Thanks for flagging. I am seeing the same thing (thought=None), not only with the generate_content_stream but with the generate_content also. One thing mentioned in this doc is that it’s not guaranteed but let me follow up with the internal team on this.
Tried changing options, on v1beta, fishing for parameters… nothing. I don’t know how to get the CoT back, and I was reading it to get assurance about the quality of the output. It’s my fav model otherwise.

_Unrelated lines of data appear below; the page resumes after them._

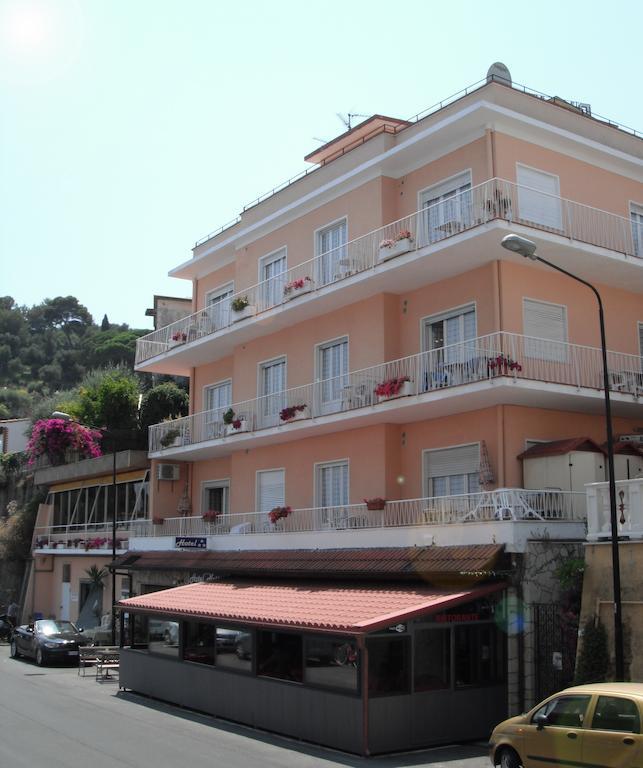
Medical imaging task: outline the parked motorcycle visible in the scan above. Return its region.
[0,613,14,643]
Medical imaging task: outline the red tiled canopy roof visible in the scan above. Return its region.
[118,581,504,635]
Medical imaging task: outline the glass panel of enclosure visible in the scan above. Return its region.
[413,627,451,692]
[183,621,215,666]
[259,250,286,309]
[304,635,359,691]
[257,630,304,683]
[261,360,286,427]
[215,627,253,672]
[317,221,350,285]
[147,616,179,657]
[319,339,349,413]
[368,637,411,696]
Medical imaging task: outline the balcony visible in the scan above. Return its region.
[587,477,643,541]
[149,332,643,460]
[130,488,585,551]
[136,179,643,375]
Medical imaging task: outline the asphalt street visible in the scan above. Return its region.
[0,645,490,768]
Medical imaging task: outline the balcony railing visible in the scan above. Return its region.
[149,332,643,453]
[32,520,144,552]
[587,477,643,541]
[130,488,585,538]
[136,179,643,365]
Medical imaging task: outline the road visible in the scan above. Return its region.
[0,645,490,768]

Moving forward, our team has made a decision to only show thoughts in Google AI Studio. Meaning, we no longer return thoughts via the Gemini API. Here is the updated doc to reflect that.
Correct, the reasoning / thinking is still happening when you use the thinking model via the API, it is just not showing the thoughts in the response anymore.
Yeah, I believe this will be the case moving forward.
That’s unfortunate to say the least… it was extremely useful for developers to have access to thoughts without relying on the studio. I guess that’s just the nature of using these experimental/preview models since they may be subject to change at any moment.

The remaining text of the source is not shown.